Gino, il papà di Giulia, arriva al cuore del problema – «risultato di una cultura che svaluta la vita delle donne» – e delle persone. Parla di valori che sembrano ormai calpestati quotidianamente, come il rispetto della sacralità di ogni persona, una sessualità libera da ogni possesso, l’amore vero che cerca solo il bene dell’altro. È toccato nel profondo da questa «pioggia di dolore ma porta nel cuore la saggezza antica di chi crede nella possibilità di riscatto dell’uomo, in «una spinta per il cambiamento». Sapendo però che occorre sentirsi «tutti coinvolti, anche quando sarebbe facile sentirsi assolti» (e qui viene alla mente la celebre canzone di Fabrizio De André).
Davvero tutti. I padri innanzitutto, «non girando la testa di fronte ai segnali di violenza anche i più lievi», durante un episodio a scuola o in una serata tra amici: non è più tempo di autoassoluzioni frettolose e di ambigue tendenze a ridimensionare. La scuola, appunto, perché la prevenzione della violenza contro le donne inizia sì in famiglia, ma prosegue in quelle aule dove la relazione umana è il pane quotidiano per docenti e studenti.
I media, perché operino con responsabilità, in un panorama dove purtroppo domina il sensazionalismo e la ricerca del morboso, e basta sintonizzarsi su qualche programma televisivo del pomeriggio o della sera per rendersene conto. La tecnologia, grande opportunità per connetterci ma che spesso, ha detto il papà di Giulia, «ci isola e ci priva del contatto umano reale», e per questo è necessario ritrovare la capacità di ascoltare l’altro e di essere ascoltati. Le istituzioni politiche, perché affrontino «unitariamente il flagello della violenza di genere», senza dividersi su un tema così prioritario.

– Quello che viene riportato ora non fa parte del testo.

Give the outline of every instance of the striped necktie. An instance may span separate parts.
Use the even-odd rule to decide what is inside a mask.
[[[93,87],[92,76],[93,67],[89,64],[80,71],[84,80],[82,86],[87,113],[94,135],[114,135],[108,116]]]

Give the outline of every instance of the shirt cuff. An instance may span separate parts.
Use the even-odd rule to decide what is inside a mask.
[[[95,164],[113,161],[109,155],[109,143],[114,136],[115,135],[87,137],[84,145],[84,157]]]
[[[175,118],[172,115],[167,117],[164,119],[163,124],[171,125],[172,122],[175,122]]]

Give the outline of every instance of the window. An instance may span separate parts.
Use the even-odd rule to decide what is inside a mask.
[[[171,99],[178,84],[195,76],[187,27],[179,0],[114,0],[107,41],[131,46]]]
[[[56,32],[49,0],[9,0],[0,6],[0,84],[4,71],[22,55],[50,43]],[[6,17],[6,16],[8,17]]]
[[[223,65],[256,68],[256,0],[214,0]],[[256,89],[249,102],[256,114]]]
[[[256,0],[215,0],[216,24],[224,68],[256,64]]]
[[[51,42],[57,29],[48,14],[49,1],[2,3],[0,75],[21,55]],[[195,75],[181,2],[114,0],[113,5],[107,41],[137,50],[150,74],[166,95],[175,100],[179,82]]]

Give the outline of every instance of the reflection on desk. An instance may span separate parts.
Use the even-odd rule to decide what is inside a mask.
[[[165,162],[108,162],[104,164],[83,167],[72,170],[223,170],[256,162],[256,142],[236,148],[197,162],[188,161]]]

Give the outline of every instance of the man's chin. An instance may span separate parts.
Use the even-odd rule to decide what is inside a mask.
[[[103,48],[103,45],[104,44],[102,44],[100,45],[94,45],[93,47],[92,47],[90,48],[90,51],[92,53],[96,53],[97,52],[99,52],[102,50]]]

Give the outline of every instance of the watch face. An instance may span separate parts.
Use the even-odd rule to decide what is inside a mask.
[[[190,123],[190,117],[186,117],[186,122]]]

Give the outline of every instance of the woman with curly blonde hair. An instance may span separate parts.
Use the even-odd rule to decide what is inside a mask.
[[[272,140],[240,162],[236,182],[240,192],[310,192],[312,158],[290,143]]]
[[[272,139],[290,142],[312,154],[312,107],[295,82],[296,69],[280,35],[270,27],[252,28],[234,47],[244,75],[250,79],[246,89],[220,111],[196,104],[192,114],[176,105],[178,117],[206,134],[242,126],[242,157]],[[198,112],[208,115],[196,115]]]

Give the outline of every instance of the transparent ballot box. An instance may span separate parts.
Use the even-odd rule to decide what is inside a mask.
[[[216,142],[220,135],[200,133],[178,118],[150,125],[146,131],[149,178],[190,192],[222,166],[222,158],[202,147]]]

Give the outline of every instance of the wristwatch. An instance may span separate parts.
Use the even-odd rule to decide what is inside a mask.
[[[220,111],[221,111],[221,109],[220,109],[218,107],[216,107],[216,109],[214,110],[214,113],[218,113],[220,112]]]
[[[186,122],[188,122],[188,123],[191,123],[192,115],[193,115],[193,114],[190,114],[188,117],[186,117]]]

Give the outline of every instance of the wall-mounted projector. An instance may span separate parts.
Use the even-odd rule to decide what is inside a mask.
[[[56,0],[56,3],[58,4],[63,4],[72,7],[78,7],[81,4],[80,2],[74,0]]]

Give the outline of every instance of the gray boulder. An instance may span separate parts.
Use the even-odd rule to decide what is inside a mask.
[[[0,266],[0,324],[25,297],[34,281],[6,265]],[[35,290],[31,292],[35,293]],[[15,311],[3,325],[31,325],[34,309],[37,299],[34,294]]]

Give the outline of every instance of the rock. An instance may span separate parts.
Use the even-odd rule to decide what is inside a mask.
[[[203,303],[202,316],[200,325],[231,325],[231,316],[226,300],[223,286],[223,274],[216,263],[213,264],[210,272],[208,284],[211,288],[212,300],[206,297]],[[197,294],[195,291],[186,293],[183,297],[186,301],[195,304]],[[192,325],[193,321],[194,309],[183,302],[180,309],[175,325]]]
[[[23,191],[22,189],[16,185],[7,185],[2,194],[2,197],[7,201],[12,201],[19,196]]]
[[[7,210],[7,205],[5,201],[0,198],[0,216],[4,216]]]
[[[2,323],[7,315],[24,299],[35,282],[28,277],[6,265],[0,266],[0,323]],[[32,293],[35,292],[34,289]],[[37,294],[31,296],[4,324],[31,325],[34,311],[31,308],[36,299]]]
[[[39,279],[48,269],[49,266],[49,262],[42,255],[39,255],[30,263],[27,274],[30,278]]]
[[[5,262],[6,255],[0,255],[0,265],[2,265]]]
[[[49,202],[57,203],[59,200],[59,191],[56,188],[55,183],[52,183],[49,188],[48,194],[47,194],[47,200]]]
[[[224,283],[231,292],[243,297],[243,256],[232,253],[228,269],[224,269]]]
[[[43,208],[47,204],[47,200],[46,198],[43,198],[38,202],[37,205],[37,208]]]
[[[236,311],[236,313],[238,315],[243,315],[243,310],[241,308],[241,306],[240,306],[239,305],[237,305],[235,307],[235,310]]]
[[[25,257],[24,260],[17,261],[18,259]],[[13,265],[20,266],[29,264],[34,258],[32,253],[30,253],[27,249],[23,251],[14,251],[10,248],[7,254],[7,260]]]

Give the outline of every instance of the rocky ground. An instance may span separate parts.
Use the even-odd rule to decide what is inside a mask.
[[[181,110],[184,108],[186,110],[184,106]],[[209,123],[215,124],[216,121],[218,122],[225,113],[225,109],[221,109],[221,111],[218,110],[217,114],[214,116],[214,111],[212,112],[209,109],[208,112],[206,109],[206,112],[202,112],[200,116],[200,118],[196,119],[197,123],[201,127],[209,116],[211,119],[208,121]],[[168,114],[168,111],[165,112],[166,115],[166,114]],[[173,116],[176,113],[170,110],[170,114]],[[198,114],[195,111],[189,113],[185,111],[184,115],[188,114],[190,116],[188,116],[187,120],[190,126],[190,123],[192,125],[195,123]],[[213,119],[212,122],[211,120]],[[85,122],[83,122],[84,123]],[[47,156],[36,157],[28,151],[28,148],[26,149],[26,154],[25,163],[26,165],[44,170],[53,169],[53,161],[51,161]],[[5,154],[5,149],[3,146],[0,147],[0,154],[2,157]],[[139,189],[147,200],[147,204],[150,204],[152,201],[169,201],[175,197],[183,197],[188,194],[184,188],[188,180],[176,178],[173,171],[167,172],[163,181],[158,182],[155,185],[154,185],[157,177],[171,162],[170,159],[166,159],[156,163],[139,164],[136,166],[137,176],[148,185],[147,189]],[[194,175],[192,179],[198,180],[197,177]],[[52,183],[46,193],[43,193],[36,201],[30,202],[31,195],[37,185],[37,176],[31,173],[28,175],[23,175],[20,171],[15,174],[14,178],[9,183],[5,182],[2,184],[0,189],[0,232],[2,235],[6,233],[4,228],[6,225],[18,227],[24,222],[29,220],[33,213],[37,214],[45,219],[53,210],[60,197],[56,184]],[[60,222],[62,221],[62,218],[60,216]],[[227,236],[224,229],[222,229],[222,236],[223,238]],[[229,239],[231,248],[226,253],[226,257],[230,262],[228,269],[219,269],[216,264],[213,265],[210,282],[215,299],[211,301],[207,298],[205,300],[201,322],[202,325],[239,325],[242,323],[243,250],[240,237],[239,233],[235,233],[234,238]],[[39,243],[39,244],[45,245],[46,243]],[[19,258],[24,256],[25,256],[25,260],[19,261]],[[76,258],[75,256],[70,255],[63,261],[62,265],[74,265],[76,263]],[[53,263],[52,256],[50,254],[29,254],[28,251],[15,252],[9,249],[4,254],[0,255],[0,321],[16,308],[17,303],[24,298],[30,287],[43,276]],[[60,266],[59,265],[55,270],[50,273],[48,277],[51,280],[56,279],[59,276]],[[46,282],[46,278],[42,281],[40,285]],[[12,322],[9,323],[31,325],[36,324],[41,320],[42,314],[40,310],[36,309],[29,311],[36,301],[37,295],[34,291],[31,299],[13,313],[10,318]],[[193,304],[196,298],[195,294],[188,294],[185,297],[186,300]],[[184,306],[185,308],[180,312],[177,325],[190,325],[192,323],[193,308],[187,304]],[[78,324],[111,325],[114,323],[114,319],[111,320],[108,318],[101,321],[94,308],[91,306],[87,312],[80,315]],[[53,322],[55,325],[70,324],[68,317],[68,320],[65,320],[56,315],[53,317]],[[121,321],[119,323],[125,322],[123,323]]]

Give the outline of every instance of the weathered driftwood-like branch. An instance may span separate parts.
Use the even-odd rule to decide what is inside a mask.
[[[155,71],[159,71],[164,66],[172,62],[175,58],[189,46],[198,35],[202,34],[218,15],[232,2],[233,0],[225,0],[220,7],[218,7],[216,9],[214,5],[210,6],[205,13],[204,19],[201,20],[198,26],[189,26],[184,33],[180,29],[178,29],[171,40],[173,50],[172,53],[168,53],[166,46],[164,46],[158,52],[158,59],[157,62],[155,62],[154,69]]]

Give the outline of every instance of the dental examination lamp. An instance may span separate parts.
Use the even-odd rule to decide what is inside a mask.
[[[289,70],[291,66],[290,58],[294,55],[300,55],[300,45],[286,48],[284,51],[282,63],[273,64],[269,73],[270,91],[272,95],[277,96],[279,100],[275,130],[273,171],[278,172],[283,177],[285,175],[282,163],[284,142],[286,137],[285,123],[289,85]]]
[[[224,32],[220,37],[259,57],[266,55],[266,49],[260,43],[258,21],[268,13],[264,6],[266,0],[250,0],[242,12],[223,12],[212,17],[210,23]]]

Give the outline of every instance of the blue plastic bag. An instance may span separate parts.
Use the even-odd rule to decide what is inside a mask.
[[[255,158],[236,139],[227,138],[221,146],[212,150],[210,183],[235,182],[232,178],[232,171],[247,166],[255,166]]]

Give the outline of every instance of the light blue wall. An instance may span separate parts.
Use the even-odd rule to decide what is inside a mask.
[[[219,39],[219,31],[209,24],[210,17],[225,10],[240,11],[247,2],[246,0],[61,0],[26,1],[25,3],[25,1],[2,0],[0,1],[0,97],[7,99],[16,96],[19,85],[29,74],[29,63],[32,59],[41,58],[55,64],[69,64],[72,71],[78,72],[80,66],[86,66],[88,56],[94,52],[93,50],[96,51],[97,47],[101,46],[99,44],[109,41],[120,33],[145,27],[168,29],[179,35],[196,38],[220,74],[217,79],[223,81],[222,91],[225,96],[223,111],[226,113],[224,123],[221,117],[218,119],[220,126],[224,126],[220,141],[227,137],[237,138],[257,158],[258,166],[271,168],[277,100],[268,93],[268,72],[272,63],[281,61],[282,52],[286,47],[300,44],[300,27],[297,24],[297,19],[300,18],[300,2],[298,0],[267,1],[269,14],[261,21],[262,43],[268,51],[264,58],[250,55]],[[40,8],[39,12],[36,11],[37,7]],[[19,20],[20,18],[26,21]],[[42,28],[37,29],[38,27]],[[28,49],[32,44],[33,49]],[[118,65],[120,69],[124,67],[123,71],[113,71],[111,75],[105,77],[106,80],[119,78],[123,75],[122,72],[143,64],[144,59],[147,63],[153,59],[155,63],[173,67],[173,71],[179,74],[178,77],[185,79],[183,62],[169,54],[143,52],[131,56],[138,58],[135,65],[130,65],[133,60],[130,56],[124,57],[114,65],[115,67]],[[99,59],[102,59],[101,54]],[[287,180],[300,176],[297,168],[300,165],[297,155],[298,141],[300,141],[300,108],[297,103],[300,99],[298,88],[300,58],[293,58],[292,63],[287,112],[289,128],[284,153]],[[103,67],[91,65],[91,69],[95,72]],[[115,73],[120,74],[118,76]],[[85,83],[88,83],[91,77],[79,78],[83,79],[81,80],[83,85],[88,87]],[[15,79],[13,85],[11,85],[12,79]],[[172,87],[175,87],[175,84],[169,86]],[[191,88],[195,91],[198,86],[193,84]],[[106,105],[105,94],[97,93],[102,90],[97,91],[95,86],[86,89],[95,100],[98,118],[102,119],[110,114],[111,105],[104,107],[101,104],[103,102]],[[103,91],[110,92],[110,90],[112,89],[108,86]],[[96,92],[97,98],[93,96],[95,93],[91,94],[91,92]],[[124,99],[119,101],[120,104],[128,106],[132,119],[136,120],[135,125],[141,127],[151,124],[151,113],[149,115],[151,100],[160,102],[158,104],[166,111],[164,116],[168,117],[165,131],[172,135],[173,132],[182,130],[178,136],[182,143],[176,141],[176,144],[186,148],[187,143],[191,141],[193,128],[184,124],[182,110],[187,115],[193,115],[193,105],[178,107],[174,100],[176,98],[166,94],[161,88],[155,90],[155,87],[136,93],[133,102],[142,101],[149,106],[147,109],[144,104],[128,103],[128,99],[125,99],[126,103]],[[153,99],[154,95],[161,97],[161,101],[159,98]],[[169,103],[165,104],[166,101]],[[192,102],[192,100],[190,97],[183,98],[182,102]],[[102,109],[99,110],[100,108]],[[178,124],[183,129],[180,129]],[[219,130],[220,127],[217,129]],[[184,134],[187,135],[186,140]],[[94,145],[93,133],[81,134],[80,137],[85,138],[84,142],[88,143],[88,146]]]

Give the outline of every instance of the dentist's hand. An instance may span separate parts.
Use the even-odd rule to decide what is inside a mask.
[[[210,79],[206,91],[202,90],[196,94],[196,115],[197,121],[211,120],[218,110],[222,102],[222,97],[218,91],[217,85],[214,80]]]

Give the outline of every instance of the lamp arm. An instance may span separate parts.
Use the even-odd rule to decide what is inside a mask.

La figura del padre, custode e testimone autorevole, si staglia così in modo limpido. Il monito è alto per tutti coloro che abbiano la capacità di ascoltare e di interrogarsi sul proprio registro educativo. Il pensiero del papà di Giulia è qui, in questa consapevolezza piena del significato di una “vita buona” e in quella speranza feconda che – come seme del sacrificio della figlia – ha indicato alle migliaia di presenti alla celebrazione. Il “rumore” delle chiavi e dei campanelli all’uscita del feretro è già un segnale. Dopo l’esempio di questo padre, niente più silenzi.